El artículo VI del Pacto de Bogotá, que constituye la base jurídica del argumento de la defensa de Chile, establece que la competencia de la Corte no podrá aplicarse a los asuntos ya resueltos por arreglo de las partes, o por laudo arbitral o por sentencia de un tribunal internacional, o "que se hallen regidos por acuerdos o tratados en vigencia a la fecha de celebración del presente Pacto”.


Ello implica que las partes que suscribieron el Pacto de Bogotá limitaron expresamente la competencia del Tribunal, cuando se trate de asuntos ya resueltos por ellas en virtud de tratados celebrados con anterioridad al 30 de abril de 1948, como es el caso del Tratado de Límites de 1904 suscrito entre Chile y Bolivia, considerando además que la Corte carece de competencia con efecto retroactivo.
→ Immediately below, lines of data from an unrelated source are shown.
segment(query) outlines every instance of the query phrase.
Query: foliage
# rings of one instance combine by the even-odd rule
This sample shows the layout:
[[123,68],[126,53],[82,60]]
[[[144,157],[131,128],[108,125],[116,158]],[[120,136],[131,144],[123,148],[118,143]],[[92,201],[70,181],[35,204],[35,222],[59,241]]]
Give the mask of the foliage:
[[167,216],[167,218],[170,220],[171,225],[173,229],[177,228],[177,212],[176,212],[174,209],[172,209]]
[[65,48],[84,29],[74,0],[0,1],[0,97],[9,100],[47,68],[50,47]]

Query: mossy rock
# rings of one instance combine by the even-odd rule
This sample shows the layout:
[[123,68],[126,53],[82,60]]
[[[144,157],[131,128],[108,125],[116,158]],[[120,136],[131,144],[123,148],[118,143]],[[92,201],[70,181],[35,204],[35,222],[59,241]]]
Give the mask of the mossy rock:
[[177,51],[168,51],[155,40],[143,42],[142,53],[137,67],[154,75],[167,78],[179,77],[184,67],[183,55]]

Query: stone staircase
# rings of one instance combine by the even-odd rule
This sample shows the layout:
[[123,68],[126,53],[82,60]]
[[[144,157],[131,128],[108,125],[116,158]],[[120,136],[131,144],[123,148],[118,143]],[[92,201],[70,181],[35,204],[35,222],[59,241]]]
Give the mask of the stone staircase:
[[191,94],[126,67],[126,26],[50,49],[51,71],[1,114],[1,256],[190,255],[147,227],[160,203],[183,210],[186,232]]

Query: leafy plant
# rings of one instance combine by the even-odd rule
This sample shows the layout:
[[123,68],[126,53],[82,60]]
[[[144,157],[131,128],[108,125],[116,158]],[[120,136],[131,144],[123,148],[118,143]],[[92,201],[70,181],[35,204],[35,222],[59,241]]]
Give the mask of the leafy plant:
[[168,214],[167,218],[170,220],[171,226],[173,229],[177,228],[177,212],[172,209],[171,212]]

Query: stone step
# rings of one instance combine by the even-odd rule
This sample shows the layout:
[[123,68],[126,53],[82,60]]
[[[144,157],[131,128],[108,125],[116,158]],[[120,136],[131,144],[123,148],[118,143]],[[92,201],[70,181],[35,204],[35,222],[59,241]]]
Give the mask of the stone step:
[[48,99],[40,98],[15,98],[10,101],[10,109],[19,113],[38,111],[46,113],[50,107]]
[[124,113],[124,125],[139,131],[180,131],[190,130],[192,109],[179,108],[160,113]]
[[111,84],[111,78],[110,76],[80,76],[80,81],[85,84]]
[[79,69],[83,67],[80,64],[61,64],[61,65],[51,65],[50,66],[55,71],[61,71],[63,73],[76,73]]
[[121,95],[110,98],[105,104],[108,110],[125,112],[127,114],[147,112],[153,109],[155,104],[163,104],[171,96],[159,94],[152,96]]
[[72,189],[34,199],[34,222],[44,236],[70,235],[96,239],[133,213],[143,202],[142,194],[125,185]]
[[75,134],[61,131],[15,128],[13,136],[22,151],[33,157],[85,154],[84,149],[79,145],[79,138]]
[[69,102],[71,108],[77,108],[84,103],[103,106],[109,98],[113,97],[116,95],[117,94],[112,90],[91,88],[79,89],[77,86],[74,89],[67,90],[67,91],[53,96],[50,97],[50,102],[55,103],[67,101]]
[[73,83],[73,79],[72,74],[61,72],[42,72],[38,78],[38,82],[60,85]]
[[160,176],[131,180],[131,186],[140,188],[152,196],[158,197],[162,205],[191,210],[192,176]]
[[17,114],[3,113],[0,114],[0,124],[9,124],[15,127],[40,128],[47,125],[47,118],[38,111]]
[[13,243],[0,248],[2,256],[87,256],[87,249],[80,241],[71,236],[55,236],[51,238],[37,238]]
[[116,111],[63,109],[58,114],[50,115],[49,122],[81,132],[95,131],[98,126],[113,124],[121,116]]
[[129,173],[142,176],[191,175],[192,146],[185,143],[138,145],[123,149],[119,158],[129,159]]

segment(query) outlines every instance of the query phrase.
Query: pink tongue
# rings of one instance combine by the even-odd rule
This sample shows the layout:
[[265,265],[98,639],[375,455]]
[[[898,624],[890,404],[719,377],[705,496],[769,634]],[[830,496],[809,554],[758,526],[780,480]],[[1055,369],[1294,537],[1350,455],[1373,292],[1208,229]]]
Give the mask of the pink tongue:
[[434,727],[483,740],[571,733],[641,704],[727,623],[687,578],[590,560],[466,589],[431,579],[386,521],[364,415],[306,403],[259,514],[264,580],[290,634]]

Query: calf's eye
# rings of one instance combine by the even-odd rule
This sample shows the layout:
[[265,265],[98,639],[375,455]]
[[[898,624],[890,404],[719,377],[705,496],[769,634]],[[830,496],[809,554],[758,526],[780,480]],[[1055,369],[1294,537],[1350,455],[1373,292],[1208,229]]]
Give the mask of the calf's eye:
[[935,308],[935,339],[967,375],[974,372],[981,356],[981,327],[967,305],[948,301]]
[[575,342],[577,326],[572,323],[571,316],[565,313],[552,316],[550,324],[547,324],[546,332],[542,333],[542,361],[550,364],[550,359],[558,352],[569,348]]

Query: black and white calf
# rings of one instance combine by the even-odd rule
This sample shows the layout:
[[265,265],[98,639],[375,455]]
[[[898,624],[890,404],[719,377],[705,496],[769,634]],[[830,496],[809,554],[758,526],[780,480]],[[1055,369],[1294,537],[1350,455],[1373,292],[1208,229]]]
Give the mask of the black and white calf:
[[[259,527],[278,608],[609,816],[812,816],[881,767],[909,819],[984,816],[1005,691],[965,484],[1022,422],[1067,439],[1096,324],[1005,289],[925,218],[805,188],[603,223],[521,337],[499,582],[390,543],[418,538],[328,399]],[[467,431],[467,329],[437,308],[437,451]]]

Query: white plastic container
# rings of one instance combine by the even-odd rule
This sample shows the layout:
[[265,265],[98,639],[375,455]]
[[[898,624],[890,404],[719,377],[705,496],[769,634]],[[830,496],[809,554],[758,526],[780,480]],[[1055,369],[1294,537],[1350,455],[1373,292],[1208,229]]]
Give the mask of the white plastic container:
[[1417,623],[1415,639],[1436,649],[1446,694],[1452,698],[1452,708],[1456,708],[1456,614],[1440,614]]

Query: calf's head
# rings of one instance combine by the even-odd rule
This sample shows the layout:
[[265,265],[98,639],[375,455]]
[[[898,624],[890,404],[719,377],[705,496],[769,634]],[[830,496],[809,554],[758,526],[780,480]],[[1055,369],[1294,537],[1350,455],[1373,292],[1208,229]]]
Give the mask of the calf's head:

Es útil recordar que durante la discusión y redacción final de dicho artículo en la Conferencia Internacional de los países americanos en 1948, la delegación peruana fue la que defendió la actual redacción de la norma, aduciendo que debían respetarse los acuerdos celebrados por los Estados con anterioridad, especialmente en lo referente a tratados de límites a fin de "evitar reabrir discusiones sobre  fronteras, ya acordadas con antelación”.

La defensa peruana se explica por su intención de mantener la integridad del Protocolo de Río de  Janeiro de 1942 que puso fin a la guerra con Ecuador y en la que dicho país sufrió una importante pérdida de su territorio amazónico y por cierto, refutó en dicho foro la postura peruana, alegando su disconformidad con el Protocolo de 1942 y buscó su revisión a través de darle competencia a la Corte para conocer asuntos resueltos por los Estados con anterioridad a 1948.

La respuesta peruana argumentó la necesidad de mantener la estabilidad de las fronteras e invocó el principio de respeto a la intangibilidad de los Tratados en conformidad al Derecho Internacional. En la votación la tesis peruana obtuvo un apoyo mayoritario  de los países de la región y Chile votó a favor de la actual redacción de la norma ya citada.


Sin duda, el Tribunal de la Haya, deberá tomar en consideración la historia del artículo VI del Pacto de Bogotá  y la voluntad manifiesta de los Estados para determinar la extensión y alcance del mismo, a la hora de resolver sobre la excepción de incompetencia sometida a su decisión.